Spades is a fun and exciting card game that people all around the world love to play. The game uses a standard 52-card deck and requires smart planning, guessing and teamwork. This guide will help you learn all the important parts, rules and ways to play the game well. After reading this, you'll be ready and confident to enjoy playing Spades.
Setting Up the Game
- Players: Spades requires four players, pairing up into two fixed partnerships. Teammates should sit across from each other to maintain a flow of play between alternating competitors.
- Deck: Use a normal set of 52 cards. Each suit has cards ranked from highest to lowest, starting with Ace, King, Queen and so on, down to the number two. Jokers are not used in this game.
Objective
- The main goal in Spades is to work with your partner to win tricks (rounds) and earn points. Together, you try to win the number of tricks you guessed.
Dealing the Cards
- Cards are dealt one at a time, clockwise, giving each player 13 cards.

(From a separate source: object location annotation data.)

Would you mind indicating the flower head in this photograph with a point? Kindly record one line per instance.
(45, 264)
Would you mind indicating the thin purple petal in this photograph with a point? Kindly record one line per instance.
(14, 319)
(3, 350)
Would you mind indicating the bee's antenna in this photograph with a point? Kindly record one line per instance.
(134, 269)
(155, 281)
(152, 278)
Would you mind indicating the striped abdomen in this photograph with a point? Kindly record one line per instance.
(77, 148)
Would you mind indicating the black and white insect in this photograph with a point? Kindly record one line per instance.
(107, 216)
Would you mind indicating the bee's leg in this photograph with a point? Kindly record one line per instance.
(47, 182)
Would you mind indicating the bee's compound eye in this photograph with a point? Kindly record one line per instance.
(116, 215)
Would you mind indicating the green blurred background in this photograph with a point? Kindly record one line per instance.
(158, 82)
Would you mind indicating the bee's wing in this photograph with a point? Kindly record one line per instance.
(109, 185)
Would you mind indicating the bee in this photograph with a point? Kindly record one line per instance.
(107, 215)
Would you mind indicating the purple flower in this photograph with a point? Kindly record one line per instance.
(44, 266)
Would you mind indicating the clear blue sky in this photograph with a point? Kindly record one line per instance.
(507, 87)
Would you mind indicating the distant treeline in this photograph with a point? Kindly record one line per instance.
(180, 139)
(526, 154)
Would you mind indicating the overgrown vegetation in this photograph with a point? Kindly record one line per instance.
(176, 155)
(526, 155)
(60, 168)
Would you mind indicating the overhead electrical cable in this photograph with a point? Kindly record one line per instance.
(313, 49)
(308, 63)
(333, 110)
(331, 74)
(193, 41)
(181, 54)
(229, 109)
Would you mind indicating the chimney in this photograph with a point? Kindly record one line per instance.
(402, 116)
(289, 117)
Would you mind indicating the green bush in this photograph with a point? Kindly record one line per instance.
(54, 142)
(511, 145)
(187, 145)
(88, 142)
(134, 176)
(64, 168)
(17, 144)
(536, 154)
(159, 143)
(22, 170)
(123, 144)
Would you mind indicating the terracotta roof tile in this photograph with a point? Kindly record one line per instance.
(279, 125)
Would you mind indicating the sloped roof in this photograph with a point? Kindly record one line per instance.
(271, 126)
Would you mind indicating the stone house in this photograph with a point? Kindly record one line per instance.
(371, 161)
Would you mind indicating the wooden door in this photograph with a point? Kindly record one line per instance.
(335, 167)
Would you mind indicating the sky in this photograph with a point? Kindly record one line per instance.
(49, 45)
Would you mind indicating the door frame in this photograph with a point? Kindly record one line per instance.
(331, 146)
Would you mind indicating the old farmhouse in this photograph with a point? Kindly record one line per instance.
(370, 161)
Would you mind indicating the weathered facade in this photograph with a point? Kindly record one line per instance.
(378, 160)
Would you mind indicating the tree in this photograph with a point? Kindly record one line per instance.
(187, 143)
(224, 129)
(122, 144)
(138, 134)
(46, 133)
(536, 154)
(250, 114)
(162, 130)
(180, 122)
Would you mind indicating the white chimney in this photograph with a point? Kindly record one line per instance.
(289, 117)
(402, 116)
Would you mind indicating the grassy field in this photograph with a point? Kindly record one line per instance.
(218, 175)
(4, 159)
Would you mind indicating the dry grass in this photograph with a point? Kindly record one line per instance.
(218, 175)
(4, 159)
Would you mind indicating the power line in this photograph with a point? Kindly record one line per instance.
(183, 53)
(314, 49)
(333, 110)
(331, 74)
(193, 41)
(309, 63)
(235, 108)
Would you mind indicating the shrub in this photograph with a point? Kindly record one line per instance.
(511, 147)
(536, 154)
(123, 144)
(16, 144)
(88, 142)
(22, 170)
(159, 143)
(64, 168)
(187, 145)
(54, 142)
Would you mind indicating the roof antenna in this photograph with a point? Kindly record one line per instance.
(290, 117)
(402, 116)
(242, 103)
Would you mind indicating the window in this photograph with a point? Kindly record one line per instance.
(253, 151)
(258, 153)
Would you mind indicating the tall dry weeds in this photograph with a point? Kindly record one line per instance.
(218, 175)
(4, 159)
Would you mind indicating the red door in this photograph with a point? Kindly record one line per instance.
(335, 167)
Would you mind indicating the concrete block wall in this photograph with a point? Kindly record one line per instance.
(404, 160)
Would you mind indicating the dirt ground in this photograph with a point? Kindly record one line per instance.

- In each game, there are several rounds. The role of the dealer rotates clockwise each round, ensuring that each player gets a turn to deal the cards.
Bidding
- After looking at their cards, players guess how many tricks they think they and their partner will win together. This guess is called a bid.
- Starting with the player to the left of the dealer, everyone takes turns bidding in a clockwise direction, continuing until everyone has made a bid.
- A player has the option to bid Nil, indicating they won't win any tricks in the game. Successfully doing this awards their team an extra 100 points. However, if they fail, their team loses 100 points.
Playing the Game
- Starting a trick: Each trick begins with the first player putting down a card. The person sitting left of the dealer goes first. Spades are special cards that you can't use to start a trick unless Spades have been broken in a previous trick, or if a player only has Spades left in their hand.
- Playing the Same Suit: Everyone needs to play a card of the same suit that the first player put down, as long as they have one. This is called following suit.
Winning a Trick
- The highest card of the starting suit usually wins the trick. But if there's a Spade, then the highest Spade wins instead.
- The trick’s winner starts the next one.
Scoring: Tracking Progress and Victory
- If a team reaches or goes beyond their bid, they get points. They earn 10 points for each trick they guessed they’d win and they get extra points, called bags, for additional tricks won. But, if a team gets 10 bags, they lose 100 points and this penalty is cumulative.
- If a team doesn’t reach their bid, they lose points. The points lost are ten times the number they bid.
Winning the Game
- The game of Spades is won by the first team to reach 500 points. This ends the game and that team is declared the winner.